In a Paris court, Iomega charged Nomai with unfair competition, parasitism, and violations of Iomega's copyrights, disk design patent, and trademarks.

The charges are the latest salvo in an ongoing battle between the companies, which thus far has been fought in Western Europe. Iomega this year has obtained two prior injunctions against Nomai (a French company with a Japanese name, pronounced "no-my"), one in Paris and one in Hanover, Germany.

The Hanover court dissolved Iomega's German injunction, according to Nomai lawyer Jeff Kingston.

In seeking the Paris injunction, Iomega had claimed patent infringement, copyright infringement, and trademark infringement on the European version of the 100MB storage disk product. Earlier this month, Iomega lost on the first two counts and won on a "trade dress" trademark count that Kingston said Nomai resolved by altering the shape of the cartridge.

Nomai went to market with the altered cartridges earlier this month, precipitating today's legal action by Iomega.

"I guess this is going to be their attempt to get a second bite of the apple," said Kingston, who had not yet seen the suit. "I don't see how they can make a claim that has any substance. It sounds like what they brought before the court and lost already."

Kingston expressed optimism that the Paris court would rule again in Nomai's favor.

"In Europe you can file for an injunction and then take another whack at it with the suit. But the result you get in the injunction is typically the result that you get in the suit."

Iomega general counsel Laurie Keating promised to continue to fight Nomai. "We made very significant investment in developing the technology of the Zip drive and cartridge system, and in developing the market for the product," she said. "I think we have strong intellectual property rights in the product we created, and are committed to enforcing our intellectual property rights around the world.

Iomega has cartridge cobranding partnerships with Fuji, Sony, and TDK, but Iomega both makes those cartridges and profits from their sale. Nomai is the first company to sell Zip-compatible cartridges independently.

The legal sparring between Nomai and Iomega has an ironic precedent: SyQuest sued both companies several years ago for coproducing a SyQuest-compatible cartridge. That suit concluded with a licensing agreement in 1994.

But Nomai's legal troubles with SyQuest are not over.
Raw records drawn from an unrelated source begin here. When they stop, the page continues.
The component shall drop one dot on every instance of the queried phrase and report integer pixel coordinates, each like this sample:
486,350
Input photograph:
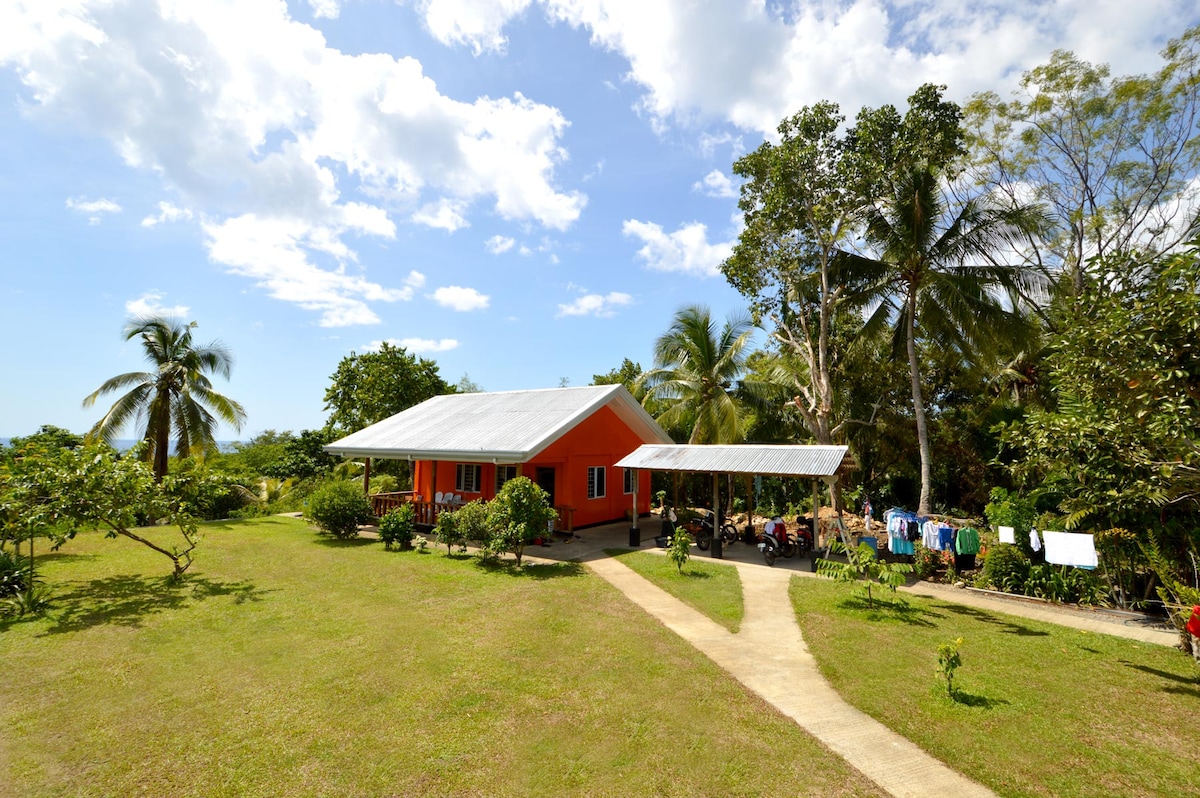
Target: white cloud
275,253
253,120
715,184
751,63
93,208
461,299
499,244
149,304
687,250
599,305
415,346
325,9
475,23
167,213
SyQuest filed suit against the French company in January for patent infringement in regard to its SyQuest-compatible cartridges, with the exception of the 44MB and 88MB products covered in the 1994 licensing agreement. The litigation is in the early stages, and the parties have been in discussion, according to SyQuest general counsel Tom Tokos.

Iomega today also filed a second complaint in Paris, charging Nomai with infringing on several of Iomega's pending European patents. The complaint had to be filed separately because a court date can only be granted once those patents are granted.